Once I had that, I bought a photoresistor (to detect light), and a tiny piezo microphone (to detect sound), and wired those up to 741 op amps and transistors to amplify the signal. Then I modified the Rock Band code to draw a big white rectangle in the lower left of the screen exactly at the start of each beat. I asked Eric Brosius, lead audio guy, to author me a Rock Band “song” that consisted of nothing but 1000 Khz beeps, each played exactly on the beat at 120 bpm. In a properly calibrated system, the beep should be audible exactly when the white rectangle is shown on screen. To see, I physically taped the photoresistor to the TV screen where the white rectangle showed up and put the microphone next to the TV speaker. Then I hooked both up to the oscilloscope, and set it up so that the light from the white rectangle would trigger the oscilloscope. Then I loaded and played the beeping song. And voila, you could see that the video and the audio occurred at different times! The signal jumped around a bit, but on average it was clear that on my TV, the audio was arriving around 50 ms later than the video. Since we derived the track display time from the audio time, I just subtracted 50 ms from where the audio said it was, and that fixed it, because now the track was shifted 50 ms later, and the two lined up.
But that was only half the battle, we also needed to figure out the round trip delay, i.e., how long the total delay is from computer to calibrated video and audio and then back to the computer again through the controller. We need that to score you accurately. So I opened up an XBox 360 controller, scraped the insulation away from the traces coming off of one of the buttons, and wired a relay to it, so that when my circuit board triggered the relay, it would effectively press the button. To close the loop, I made the photoresistor drive the transistor that would trigger the relay. This made it so that the white rectangle showing up on screen on the beat would press the button, so I could see when the game thought the button was getting pressed, and could adjust the “score time” accordingly to make the scoring as perfect as possible.
So those are the two numbers we need, one is the difference between the audio and video signals, and the other is the total round trip delay from the console to the screen and then back through the controller back into the game.
I made a tidy little package out of all the sensors, including nice plugs to go into the oscilloscope and for the sensors. I took a picture of it this morning, so you can see it. It all still works.
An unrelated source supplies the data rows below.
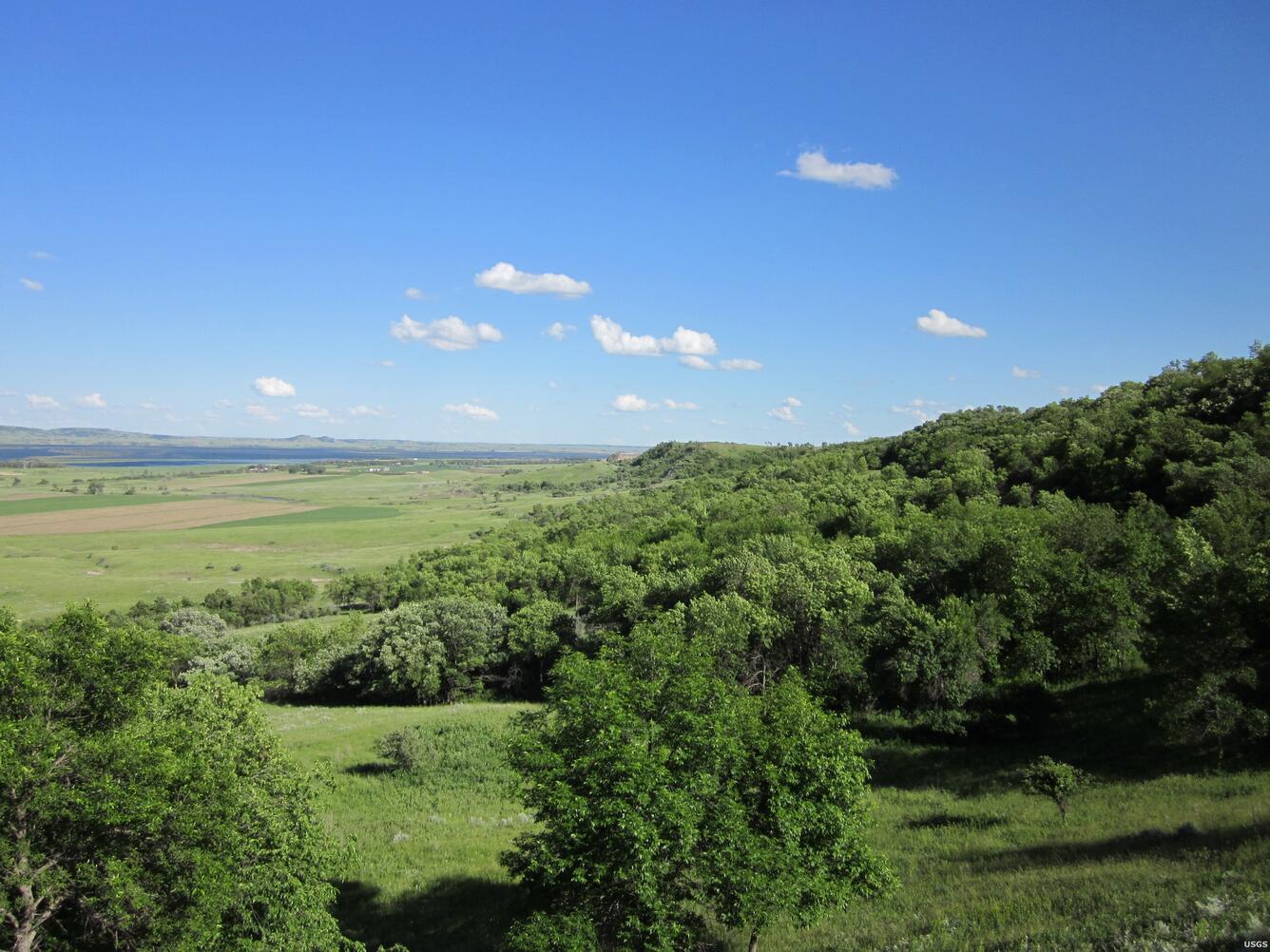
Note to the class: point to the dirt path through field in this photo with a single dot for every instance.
(144, 518)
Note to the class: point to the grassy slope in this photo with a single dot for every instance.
(433, 506)
(982, 865)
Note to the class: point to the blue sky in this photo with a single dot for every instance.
(211, 216)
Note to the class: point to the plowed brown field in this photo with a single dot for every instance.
(144, 518)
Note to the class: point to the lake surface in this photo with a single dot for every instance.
(238, 456)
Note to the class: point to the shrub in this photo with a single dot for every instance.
(1051, 778)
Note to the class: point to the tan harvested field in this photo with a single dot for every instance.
(148, 518)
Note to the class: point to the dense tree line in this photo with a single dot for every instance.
(979, 552)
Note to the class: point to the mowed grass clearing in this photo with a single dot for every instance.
(432, 505)
(1142, 861)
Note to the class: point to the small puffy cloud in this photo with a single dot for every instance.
(273, 388)
(919, 409)
(311, 411)
(615, 340)
(446, 334)
(941, 325)
(785, 411)
(471, 410)
(688, 342)
(630, 403)
(506, 276)
(815, 166)
(260, 412)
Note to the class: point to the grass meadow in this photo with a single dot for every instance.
(1149, 858)
(347, 518)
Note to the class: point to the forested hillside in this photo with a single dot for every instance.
(977, 556)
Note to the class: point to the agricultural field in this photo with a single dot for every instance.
(174, 533)
(1148, 853)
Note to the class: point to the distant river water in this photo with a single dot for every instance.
(241, 456)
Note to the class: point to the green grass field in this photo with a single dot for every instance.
(1148, 856)
(363, 521)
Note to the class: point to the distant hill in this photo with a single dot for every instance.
(82, 437)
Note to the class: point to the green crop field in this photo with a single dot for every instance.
(358, 520)
(1147, 854)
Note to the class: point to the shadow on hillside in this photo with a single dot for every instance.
(1101, 728)
(457, 914)
(1163, 845)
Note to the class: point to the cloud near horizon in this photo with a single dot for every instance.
(687, 343)
(506, 276)
(273, 388)
(815, 166)
(446, 334)
(473, 411)
(941, 325)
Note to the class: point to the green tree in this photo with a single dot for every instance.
(662, 785)
(1051, 778)
(144, 816)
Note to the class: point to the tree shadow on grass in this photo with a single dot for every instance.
(453, 914)
(1163, 845)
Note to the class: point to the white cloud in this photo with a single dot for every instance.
(813, 166)
(472, 410)
(785, 411)
(628, 403)
(615, 340)
(273, 386)
(688, 342)
(938, 324)
(559, 329)
(919, 409)
(311, 411)
(446, 334)
(506, 276)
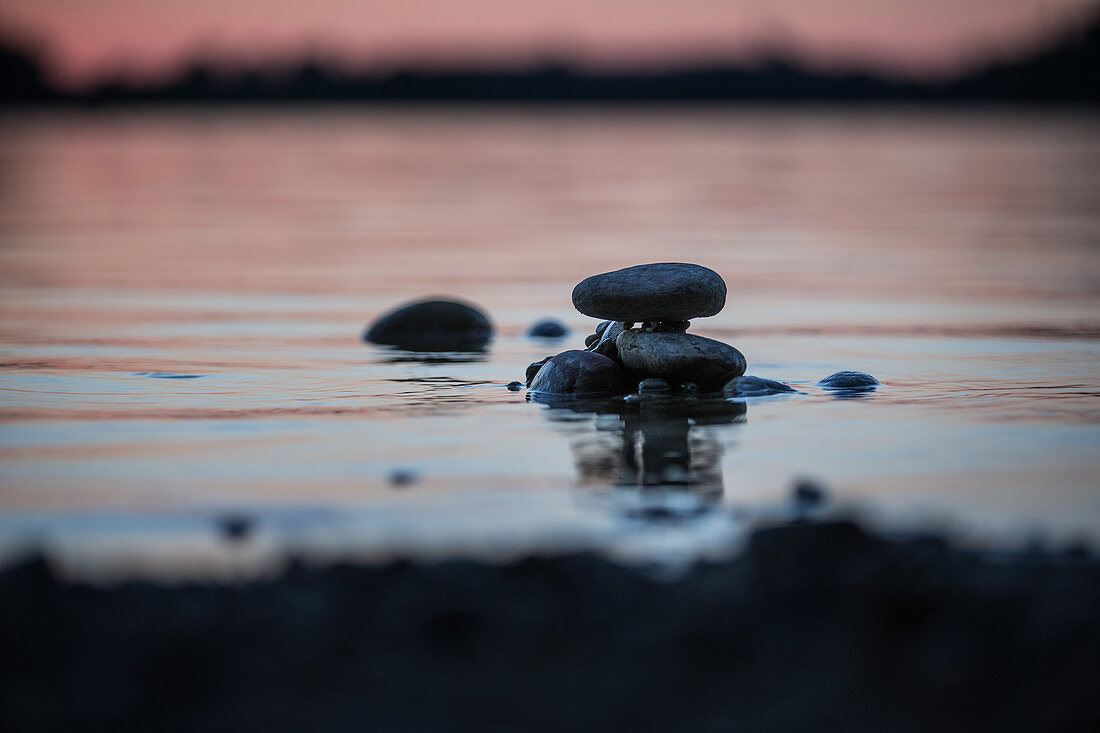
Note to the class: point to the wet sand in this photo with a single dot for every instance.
(815, 626)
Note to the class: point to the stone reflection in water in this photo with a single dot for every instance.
(663, 447)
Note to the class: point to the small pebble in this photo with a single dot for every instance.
(807, 495)
(548, 329)
(532, 369)
(848, 380)
(653, 385)
(235, 527)
(400, 478)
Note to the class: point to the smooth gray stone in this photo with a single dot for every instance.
(532, 369)
(754, 386)
(653, 385)
(548, 329)
(581, 373)
(680, 358)
(661, 292)
(849, 381)
(432, 326)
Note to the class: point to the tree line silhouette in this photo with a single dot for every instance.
(1066, 70)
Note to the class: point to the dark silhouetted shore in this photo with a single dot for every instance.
(815, 626)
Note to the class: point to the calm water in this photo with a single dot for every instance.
(183, 298)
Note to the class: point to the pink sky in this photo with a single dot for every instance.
(147, 37)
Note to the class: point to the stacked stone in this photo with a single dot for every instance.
(642, 340)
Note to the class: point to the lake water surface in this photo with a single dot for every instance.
(184, 296)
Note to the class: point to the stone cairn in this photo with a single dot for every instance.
(642, 343)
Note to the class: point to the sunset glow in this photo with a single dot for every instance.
(85, 40)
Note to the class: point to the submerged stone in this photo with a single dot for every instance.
(653, 385)
(680, 358)
(548, 329)
(754, 386)
(849, 381)
(581, 373)
(432, 326)
(661, 292)
(534, 368)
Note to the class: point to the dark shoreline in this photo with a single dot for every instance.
(815, 626)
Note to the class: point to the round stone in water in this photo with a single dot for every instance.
(662, 292)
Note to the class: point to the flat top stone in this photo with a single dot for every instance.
(661, 292)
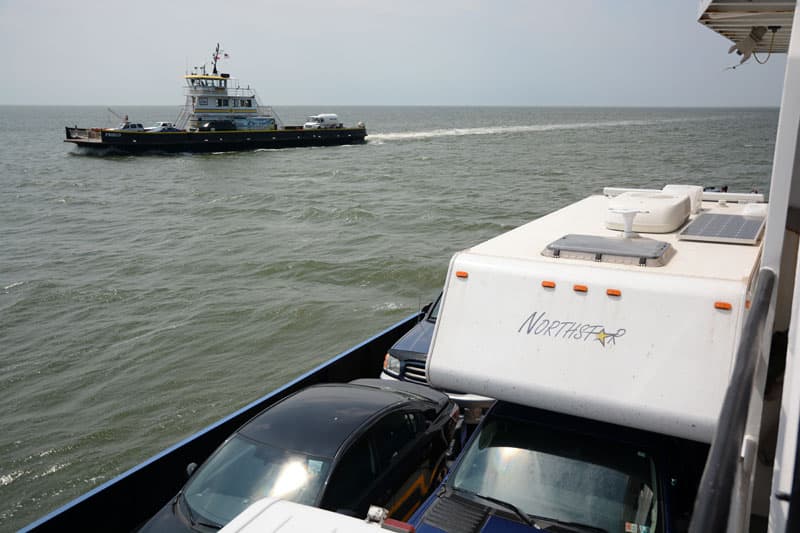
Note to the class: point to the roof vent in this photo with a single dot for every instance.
(642, 252)
(658, 212)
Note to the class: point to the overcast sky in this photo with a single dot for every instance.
(379, 52)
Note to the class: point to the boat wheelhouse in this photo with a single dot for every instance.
(218, 115)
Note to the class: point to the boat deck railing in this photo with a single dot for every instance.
(719, 495)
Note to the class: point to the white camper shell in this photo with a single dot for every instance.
(566, 314)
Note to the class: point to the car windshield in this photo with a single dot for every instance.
(244, 471)
(563, 476)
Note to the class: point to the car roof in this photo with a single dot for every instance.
(318, 420)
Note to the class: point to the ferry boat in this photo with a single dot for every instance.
(672, 312)
(219, 115)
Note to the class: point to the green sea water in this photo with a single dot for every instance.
(144, 297)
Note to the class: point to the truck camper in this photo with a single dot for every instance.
(607, 332)
(584, 313)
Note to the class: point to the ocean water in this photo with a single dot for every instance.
(144, 297)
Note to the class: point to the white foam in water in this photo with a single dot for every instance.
(459, 132)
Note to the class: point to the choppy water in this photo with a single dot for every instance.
(142, 298)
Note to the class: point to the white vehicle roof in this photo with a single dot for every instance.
(642, 346)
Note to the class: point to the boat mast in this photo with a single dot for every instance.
(216, 57)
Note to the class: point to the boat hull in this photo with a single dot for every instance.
(211, 141)
(126, 502)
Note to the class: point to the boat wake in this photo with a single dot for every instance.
(378, 138)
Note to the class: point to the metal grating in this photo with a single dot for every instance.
(732, 229)
(415, 371)
(735, 19)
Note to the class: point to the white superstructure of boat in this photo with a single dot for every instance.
(665, 323)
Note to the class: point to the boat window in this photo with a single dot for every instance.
(562, 475)
(244, 471)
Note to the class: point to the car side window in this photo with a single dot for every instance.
(355, 472)
(392, 434)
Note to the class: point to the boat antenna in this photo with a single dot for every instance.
(216, 57)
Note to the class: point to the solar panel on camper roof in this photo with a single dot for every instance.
(715, 227)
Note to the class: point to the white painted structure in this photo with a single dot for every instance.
(322, 121)
(643, 346)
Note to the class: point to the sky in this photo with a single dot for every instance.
(379, 52)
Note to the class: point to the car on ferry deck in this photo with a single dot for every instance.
(525, 469)
(338, 446)
(405, 361)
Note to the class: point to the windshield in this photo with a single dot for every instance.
(244, 471)
(563, 476)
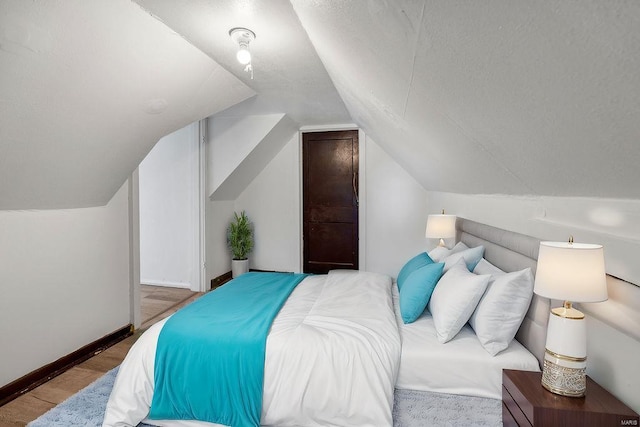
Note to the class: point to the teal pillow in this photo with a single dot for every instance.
(412, 265)
(417, 290)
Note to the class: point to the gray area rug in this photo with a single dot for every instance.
(411, 408)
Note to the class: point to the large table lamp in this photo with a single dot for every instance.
(441, 226)
(572, 272)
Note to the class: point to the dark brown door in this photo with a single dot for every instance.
(330, 200)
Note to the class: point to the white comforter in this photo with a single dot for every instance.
(332, 359)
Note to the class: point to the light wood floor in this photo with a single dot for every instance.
(156, 304)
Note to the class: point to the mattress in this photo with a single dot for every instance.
(332, 358)
(461, 366)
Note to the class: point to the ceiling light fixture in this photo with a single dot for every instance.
(243, 37)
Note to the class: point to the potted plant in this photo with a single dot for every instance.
(240, 241)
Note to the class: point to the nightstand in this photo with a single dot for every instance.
(526, 403)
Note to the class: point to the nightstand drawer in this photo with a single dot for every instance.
(512, 414)
(527, 403)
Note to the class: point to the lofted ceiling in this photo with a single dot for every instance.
(86, 90)
(508, 97)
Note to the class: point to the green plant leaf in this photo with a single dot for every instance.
(240, 236)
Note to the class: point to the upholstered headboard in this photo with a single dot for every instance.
(511, 251)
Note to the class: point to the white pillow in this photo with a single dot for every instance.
(471, 258)
(454, 299)
(439, 253)
(500, 311)
(485, 267)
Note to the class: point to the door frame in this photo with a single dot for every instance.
(199, 282)
(362, 193)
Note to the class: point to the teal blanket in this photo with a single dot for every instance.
(209, 363)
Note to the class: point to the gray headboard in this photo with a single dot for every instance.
(511, 251)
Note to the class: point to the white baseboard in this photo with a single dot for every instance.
(165, 284)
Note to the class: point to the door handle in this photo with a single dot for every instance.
(354, 181)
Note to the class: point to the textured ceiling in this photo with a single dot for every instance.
(508, 97)
(86, 89)
(288, 75)
(514, 97)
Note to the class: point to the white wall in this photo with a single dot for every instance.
(169, 209)
(396, 213)
(272, 202)
(612, 354)
(65, 281)
(230, 140)
(218, 215)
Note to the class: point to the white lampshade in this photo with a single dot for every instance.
(571, 272)
(243, 55)
(441, 226)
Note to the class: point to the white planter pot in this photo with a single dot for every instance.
(239, 266)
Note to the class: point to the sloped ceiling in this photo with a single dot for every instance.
(513, 97)
(288, 75)
(86, 89)
(496, 96)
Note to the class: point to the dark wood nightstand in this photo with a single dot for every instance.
(526, 403)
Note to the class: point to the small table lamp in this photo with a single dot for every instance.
(571, 272)
(441, 227)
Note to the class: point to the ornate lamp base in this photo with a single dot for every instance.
(565, 356)
(564, 375)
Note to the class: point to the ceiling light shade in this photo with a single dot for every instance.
(441, 227)
(242, 36)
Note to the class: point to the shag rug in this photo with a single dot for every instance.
(411, 408)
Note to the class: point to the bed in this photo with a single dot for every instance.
(331, 359)
(462, 366)
(338, 348)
In the end, this setup was basically the first version of what we now call “Calbert”. In Rock Band 2, we included a little microphone and little light receiving diode in the guitar controller itself, to make life easy on the user when calibrating. You just hold it up to the screen and speaker, and it does the rest.
And that, my friends, is how signal processing, electrical engineering, and what kids these days call “making” sits at the core of the Rock Band play experience. And for you Rock Band 4 players out there, calibrate your system! It’s right under Settings on the main menu, can’t miss it. :)
- James Fleming
[Ed Note: It’s okay if a lot of this went over your head. It went over mine too. Just trust that James is a genius and is the main reason that you can play Rock Band on your fancy 1080p flatscreen TV.]